Morgoth Bauglir: A day in the life of a Dark Lord

WWCD? (What Would Cthulhu Do?) No, for the last time, I'm not a cultist!

Thursday, May 22, 2003

I'm Home...
I think that just about says it all, except for the fact that I am now in the process of searching for a job. It has to be some of the dullest drudgery out there. Oh well. There isn't anything I can do about, so why complain?

On a completely unrelated topic, I was watching the original Star Wars (before George Lucas gave us all the prequel trilogy crap) yesterday, and I was immediately struck by how my most recent attempt at a relationship could be compared with the rebel attack on the first Death Star.

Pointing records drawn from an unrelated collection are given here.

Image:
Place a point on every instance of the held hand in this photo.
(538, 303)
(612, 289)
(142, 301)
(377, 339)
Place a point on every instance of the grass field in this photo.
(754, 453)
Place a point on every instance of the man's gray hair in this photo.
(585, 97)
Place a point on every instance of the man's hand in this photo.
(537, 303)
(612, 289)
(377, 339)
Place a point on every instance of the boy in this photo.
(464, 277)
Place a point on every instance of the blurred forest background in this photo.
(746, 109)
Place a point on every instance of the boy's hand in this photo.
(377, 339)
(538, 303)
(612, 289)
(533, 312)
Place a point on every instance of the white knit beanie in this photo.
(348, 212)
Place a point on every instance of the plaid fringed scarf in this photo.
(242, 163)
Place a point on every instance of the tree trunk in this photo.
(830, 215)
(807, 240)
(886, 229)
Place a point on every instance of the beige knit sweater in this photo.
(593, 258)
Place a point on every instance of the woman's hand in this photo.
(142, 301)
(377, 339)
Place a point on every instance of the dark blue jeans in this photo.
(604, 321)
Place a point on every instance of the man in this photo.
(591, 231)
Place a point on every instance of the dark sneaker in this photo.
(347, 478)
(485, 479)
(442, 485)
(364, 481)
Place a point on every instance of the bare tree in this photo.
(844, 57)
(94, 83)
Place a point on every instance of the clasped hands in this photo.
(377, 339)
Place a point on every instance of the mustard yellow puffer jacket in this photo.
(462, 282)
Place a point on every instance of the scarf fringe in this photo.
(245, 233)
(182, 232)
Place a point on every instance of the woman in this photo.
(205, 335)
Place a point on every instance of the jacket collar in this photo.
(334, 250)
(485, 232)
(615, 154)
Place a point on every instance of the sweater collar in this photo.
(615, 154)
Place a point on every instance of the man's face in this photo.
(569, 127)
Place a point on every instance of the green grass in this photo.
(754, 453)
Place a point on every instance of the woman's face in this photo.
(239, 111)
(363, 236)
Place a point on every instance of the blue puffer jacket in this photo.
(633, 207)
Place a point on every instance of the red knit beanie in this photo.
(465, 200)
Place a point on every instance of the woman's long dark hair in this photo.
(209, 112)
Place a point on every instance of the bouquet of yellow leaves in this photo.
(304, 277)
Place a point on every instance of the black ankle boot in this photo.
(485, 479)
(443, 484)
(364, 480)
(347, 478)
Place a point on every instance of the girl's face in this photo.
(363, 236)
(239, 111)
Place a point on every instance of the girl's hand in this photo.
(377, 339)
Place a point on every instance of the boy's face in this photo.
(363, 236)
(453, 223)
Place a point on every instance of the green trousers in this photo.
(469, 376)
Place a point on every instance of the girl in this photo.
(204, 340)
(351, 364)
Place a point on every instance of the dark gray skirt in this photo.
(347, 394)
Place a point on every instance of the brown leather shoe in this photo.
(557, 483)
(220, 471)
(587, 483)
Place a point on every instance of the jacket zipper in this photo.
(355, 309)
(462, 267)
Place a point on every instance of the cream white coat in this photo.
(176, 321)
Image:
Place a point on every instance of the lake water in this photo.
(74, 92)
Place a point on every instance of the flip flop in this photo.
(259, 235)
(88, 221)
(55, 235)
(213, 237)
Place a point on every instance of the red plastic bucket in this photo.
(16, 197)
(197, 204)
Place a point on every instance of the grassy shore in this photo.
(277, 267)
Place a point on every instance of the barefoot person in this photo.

Picture this. The girl is the Death Star's exhaust port. I would be Red Leader. I've just seen some poor soul in a Y-Wing get blown away, and now it's my turn. I get my wingmen, and I go for it. Without too much trouble, I have circumvented the automated defenses (i.e., her friends and room-mate). Score. Almost there. Almost there. Almost there. I activate my targeting computer. Almost there. Meanwhile, my wingmen are being systematically destroyed by Darth Vader (my rival for her affections), who has come up behind us with deadly intent. I achieve a targeting lock and fire my proton torpedoes and pull up. Next thing I know, Vader is on my tail and is in the process of forcibly blasting laser beams through my ass just when I thought I was in the clear. And my torpedoes missed. Wow, but I am a geek. To think that I relate this sort of thing back to Star Wars of all things. Isn't it humorous?